XML it is not the right technology to store a single value.
RDMS is not the right technology to store a single value.
Django cache framework will answer your question if CACHE_BACKEND is set to anything else than file://...
The filesystem is the right technology to "persist a single value".
In settings.py:
RSS_FETCH_DATETIME_PATH=os.path.join(
os.path.abspath(os.path.dirname(__file__)),
'rss_fetch_datetime'
)
In your rss fetch script:
from django.conf import settings
handler = open(RSS_FETCH_DATETIME_PATH, 'w+')
handler.write(int(time.time()))
handler.close()
Wherever you need to read it:
from django.conf import settings
handler = open(RSS_FETCH_DATETIME_PATH, 'r+')
timestamp = int(handler.read())
handler.close()
But cron is the right tool if you want to "run a command every day", for example at 5AM:
0 5 * * * /path/to/manage.py runscript /path/to/retreive/script
Of course, you can still write the last update timestamp in a file at the end of the retreive script, and use it somewhere else, if that makes sense to you.
Concluding by quoting Ken Thompson:
One of my most productive days was
throwing away 1000 lines of code.
One solution I've used in the past is to use Django's cache feature. You set a value to True with an expiration time of one day (in your case.) If the value is not set, you fetch the feed, otherwise you don't do anything.

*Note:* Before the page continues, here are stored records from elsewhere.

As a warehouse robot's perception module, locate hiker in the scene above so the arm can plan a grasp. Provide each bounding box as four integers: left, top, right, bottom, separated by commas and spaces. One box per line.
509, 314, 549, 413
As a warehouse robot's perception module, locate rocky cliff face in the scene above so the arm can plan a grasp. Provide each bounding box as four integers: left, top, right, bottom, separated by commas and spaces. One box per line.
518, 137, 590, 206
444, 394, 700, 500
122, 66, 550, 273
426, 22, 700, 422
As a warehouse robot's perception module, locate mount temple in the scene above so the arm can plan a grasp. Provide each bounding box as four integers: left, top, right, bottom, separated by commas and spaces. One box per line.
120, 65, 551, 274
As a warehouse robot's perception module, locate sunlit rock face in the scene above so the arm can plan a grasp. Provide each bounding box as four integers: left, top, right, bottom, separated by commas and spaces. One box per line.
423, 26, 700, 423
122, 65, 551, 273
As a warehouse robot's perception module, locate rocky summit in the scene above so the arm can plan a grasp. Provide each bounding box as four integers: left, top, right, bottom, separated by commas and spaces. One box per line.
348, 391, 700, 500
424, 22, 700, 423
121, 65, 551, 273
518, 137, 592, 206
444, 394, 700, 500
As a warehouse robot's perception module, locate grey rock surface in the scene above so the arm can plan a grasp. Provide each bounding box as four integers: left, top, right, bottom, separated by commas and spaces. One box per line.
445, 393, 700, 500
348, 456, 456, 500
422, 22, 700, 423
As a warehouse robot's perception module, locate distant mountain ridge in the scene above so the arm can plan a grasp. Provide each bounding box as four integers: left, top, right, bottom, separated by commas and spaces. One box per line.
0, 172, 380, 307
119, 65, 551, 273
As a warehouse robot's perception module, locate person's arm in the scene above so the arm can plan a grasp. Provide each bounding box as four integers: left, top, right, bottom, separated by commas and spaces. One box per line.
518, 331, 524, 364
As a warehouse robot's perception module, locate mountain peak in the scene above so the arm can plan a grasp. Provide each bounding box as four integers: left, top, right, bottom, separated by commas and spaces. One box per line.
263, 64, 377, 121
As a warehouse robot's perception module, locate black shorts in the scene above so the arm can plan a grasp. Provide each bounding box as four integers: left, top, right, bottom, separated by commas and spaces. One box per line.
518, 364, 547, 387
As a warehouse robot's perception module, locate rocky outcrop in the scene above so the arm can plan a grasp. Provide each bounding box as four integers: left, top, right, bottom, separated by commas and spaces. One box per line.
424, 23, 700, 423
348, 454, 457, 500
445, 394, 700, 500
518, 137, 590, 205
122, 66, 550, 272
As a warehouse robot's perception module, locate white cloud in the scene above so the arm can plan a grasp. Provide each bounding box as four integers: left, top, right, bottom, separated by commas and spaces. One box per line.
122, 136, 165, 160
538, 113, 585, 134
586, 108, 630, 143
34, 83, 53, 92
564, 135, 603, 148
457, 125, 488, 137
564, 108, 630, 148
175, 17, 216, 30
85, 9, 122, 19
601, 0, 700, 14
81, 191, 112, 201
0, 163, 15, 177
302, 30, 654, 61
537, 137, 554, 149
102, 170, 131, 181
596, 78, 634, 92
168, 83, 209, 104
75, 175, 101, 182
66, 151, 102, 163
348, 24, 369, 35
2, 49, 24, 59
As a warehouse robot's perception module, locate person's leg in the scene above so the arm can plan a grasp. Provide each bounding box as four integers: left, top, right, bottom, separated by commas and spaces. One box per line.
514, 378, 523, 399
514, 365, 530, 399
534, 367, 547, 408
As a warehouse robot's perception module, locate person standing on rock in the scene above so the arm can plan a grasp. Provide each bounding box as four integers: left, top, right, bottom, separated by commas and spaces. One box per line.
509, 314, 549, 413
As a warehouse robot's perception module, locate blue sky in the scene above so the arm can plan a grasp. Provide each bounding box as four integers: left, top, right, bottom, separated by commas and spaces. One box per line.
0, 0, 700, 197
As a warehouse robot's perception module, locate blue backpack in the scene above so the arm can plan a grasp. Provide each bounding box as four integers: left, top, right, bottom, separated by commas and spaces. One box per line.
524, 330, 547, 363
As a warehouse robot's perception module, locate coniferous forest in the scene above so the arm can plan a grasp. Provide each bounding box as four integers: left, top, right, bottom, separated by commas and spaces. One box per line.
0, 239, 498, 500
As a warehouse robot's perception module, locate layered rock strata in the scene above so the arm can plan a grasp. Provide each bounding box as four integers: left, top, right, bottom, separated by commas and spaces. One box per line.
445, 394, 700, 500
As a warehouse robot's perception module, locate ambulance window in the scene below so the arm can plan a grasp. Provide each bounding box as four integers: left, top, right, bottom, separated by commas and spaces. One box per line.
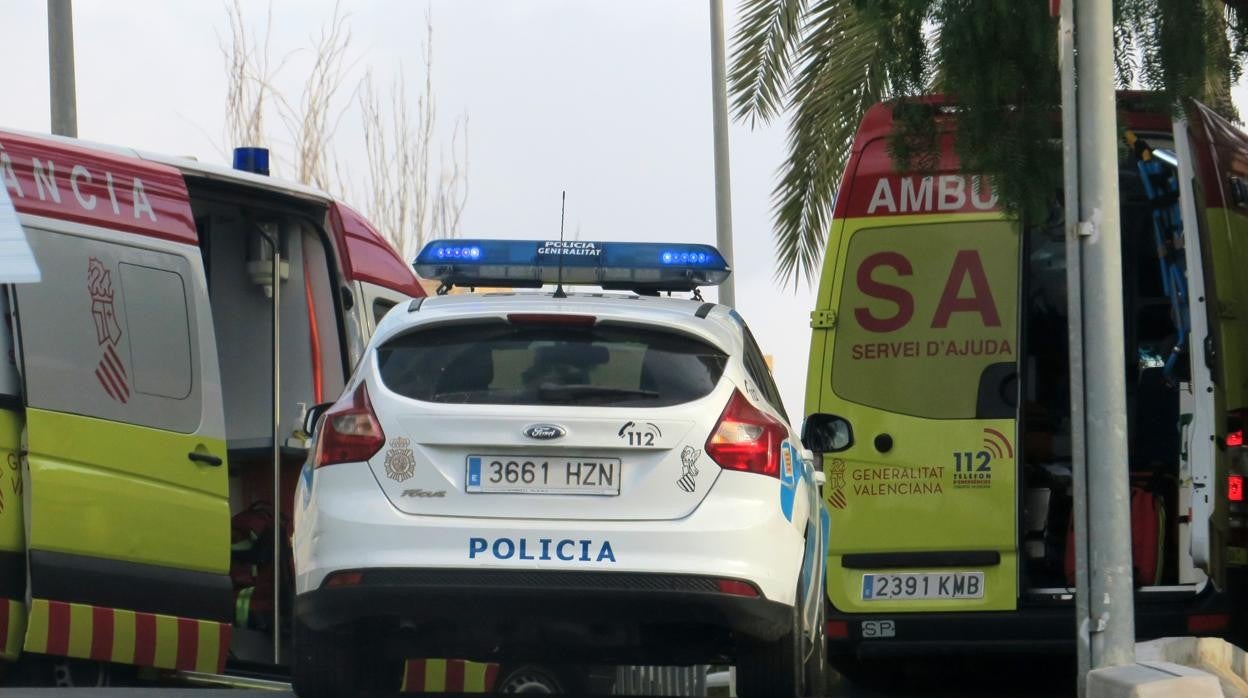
119, 263, 191, 400
373, 298, 396, 325
15, 230, 202, 433
831, 221, 1018, 420
741, 325, 789, 421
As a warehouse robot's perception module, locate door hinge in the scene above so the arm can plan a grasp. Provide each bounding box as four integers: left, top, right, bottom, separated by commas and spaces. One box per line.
810, 310, 836, 330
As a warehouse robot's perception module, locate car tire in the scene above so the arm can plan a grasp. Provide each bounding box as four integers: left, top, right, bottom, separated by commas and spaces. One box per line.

You can see my solution here: Importing your Flickr photos with Django
If you need it only for caching purposes, why not store it in the memcached?
On the other hand, if you use this data for other purposes (e.g. display it on the page, or to make some calculation, etc.), then I would store it in a new model - in Django, all persistence is built on top of the database, via models, and I would not try to use other "clever" solutions.
One thing I used to do when I was deving with PHP, was to store the xml somewhere, but with a new tag inserted to hold the timestamp of the latest retrieval. It wasn't great, but it was quick and simple.
Keeping it simple would lead to the idea of just storing it in the file system ... why can't you do that? You could, for example, have a siteconfig module in one of your apps which held these sorts of data. This could load up data from a specific file, which could be text, JSON, ConfigParser, pickle or any suitable format. Just import siteconfig somewhere, and it can load the data and make it available to the other modules in your site. You could easily extend this to hold a dict-like object with a number of settings (e.g., if you ever have multiple feeds, but don't want to have a model just for 2-3 rows, you could easily hold the last-retrieved time for each feed in a dict keyed by feed URL).
Create a session key, which persists forever and update the feed timestamp every time you access it.